Correcting soil acidity through liming not only allows a greater scope for growing more productive pasture species, but also drives greater potassium availability.
Phosphorus is the next major soil consideration, as it is the driver for improved legume-based pastures. For beef and sheep systems, Olsen P levels should be in the range of 12-15 mg/kg and for dairy 18-24 mg/kg.
Critical ranges for potassium vary depending on soil type. Heavy soil types have higher critical values, as do more intensive/higher production systems.
Table 1 highlights the critical ranges in topsoil for various soil types and relative pasture performance.
If soil test values for potassium are in or above the critical range, then potassium fertiliser will not give a pasture response. When soil test values are in the marginal or deficient range, applying some potassium fertiliser may increase potential pasture yields.
Where large amounts of potassium are being removed from the system in hay or silage, a full or partial replacement strategy may be warranted.

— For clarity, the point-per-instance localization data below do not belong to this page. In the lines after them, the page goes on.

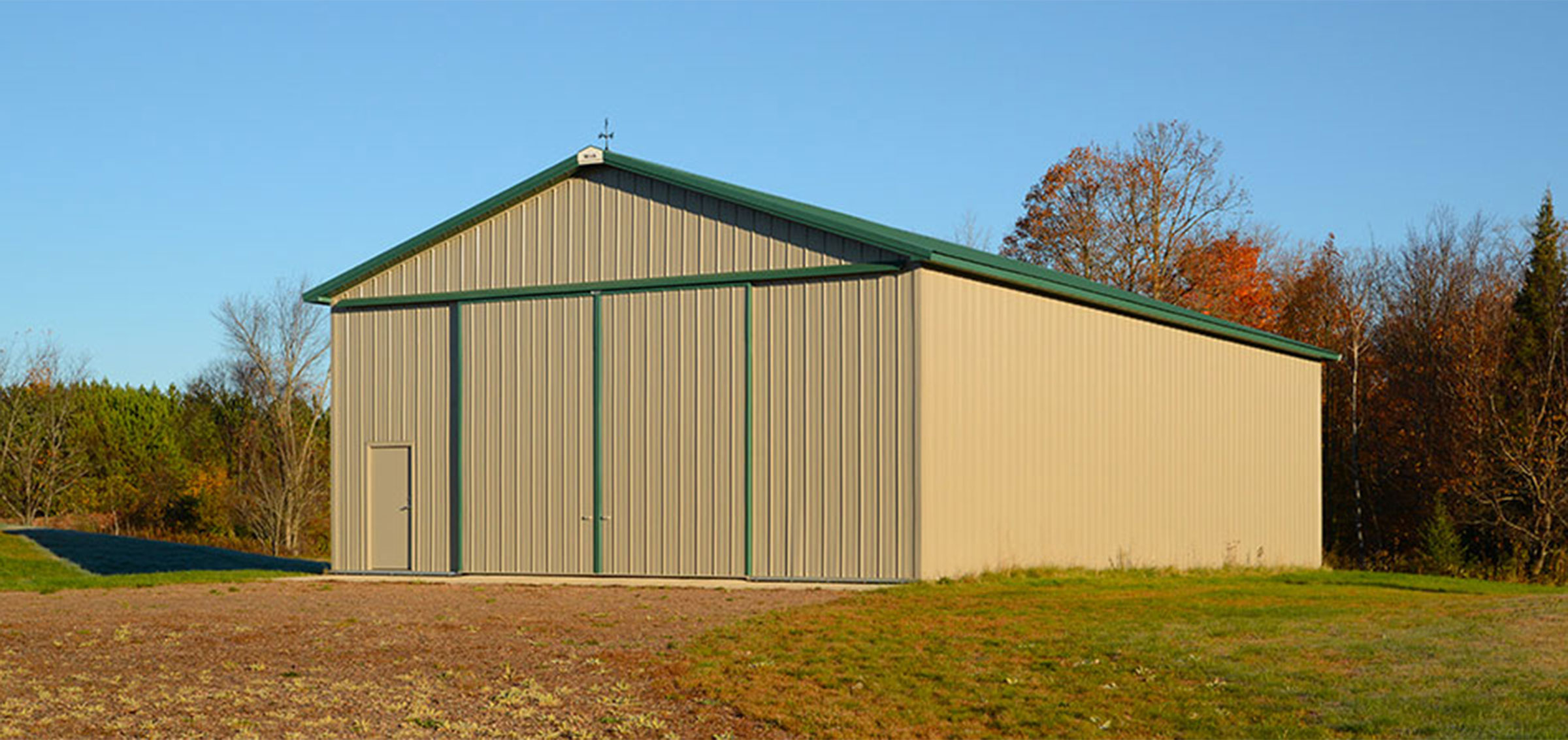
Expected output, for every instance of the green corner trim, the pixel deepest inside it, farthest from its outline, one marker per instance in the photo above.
(684, 281)
(598, 435)
(455, 381)
(913, 246)
(747, 433)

As a rule of thumb, for every tonne of dry matter removed, 25 kg of nitrogen, 2 kg of phosphorus, 25 kg of potassium and 2 kg of sulphur are removed from the soil if that fodder is not fed back on the paddock.
Depending on the soil test, the decision may be to mine the soil potassium if values are high, adopt a partial replacement strategy if soil test levels are marginal and there is some potassium being supplied from depth or use a full replacement strategy if soil test values are low to deficient and there is no potassium at depth. These soils are likely to be lighter and be in high rainfall or irrigation environments. They may also have had a long history of fodder conservation.

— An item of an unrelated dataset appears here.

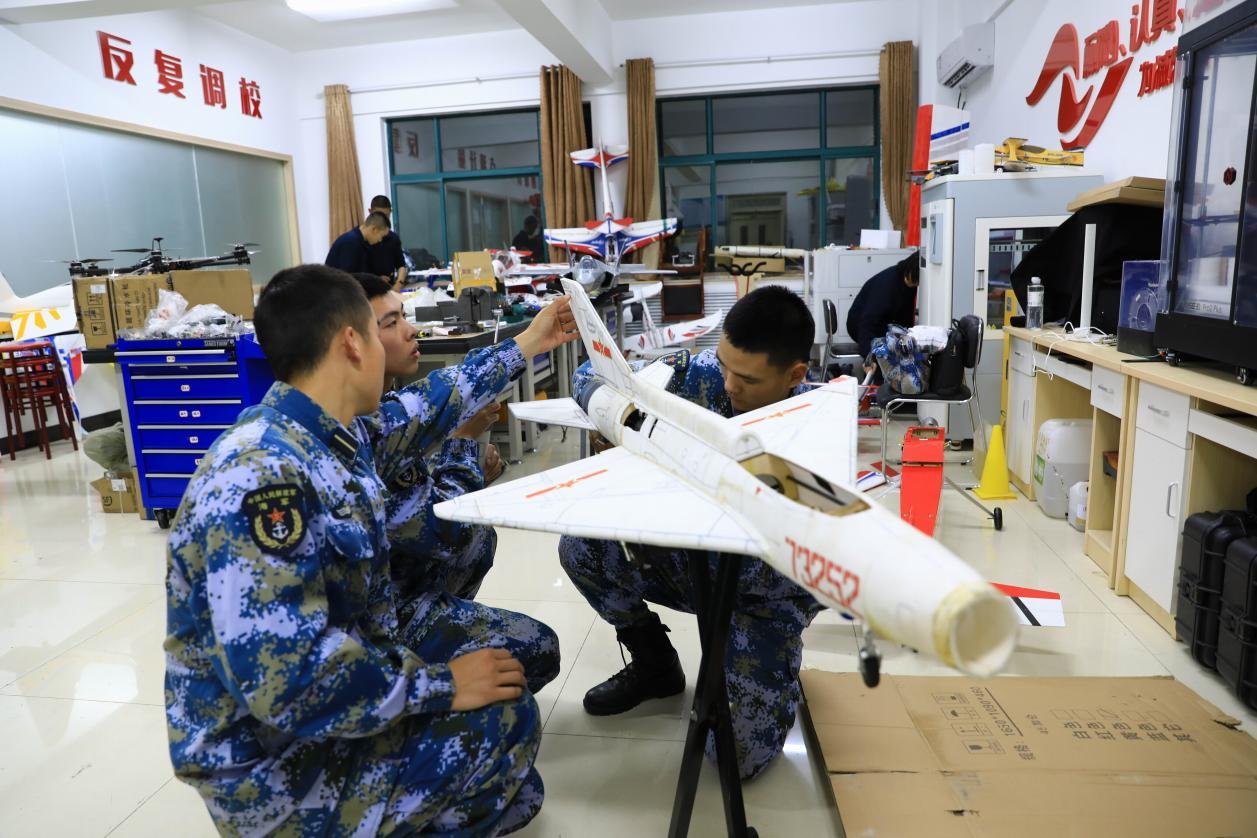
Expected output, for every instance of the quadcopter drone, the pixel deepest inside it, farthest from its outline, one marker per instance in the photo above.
(155, 261)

Annual rates can range from 0 to 200+ kg/ha of potassium.
Maximum single applications of potassium should not exceed 50 kg/ha. There are two main reasons for this. Plants can consume luxury quantities of potassium, which can be wasteful if fodder is being removed from property, and grass tetany to sensitive stock can be a major problem.
Source: Department of Primary Industries, Victoria
Broadcast application is the best method of applying potassium in pastures.

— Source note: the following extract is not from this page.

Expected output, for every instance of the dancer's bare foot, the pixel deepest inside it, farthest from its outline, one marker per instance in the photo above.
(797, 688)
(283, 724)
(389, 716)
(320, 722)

Being relatively soluble, the potassium fertiliser will move into the soil with rainfall or irrigation.
Correct spreader setup is important to ensure an even distribution across the swath. If potassium is being applied as part of a SuPerfect blend, it should be applied to the maximum MOP spread width rather than the maximum SuPerfect spread width, otherwise pasture striping and underperformance will be evident. MOP will not spread as far as a well granulated SuPerfect fertiliser.
Rarely is potassium banded with the seed due to the salt index of MOP, which heightens the risk of seed burn.
The combination of nitrogen and potassium in contact with the seed should not exceed 20 kg(N+K)/ha on 15 cm row spacings on loam soils with good moisture. Safe seed rates decrease with wider row spacings, and in lighter dry soils.
Frequency of application
Similar to rate, frequency of potassium applications will vary depending on the enterprise (fodder conservation, grazing), the critical soil test value and the total annual amount of potassium that needs to be applied.
If an application of less than 50 kg/ha of potassium is required, this could be applied once in autumn with SuPerfect or in spring with nitrogen (being mindful of critical K soil test value and class of stock).
If paddocks are to be cut numerous times in spring for pasture silage, hay or lucerne hay, then several smaller applications are better.
Where four to five cuts of lucerne hay are being achieved, consider applying potassium after every second cut.
Timing of application
If soil test critical values are marginal to deficient, it is important to get potassium on early in the major growth periods of the pasture.
Typically, this is in autumn when it can positively influence clover composition, and spring when it can assist in producing additional dry matter or as a replacement strategy for fodder conservation.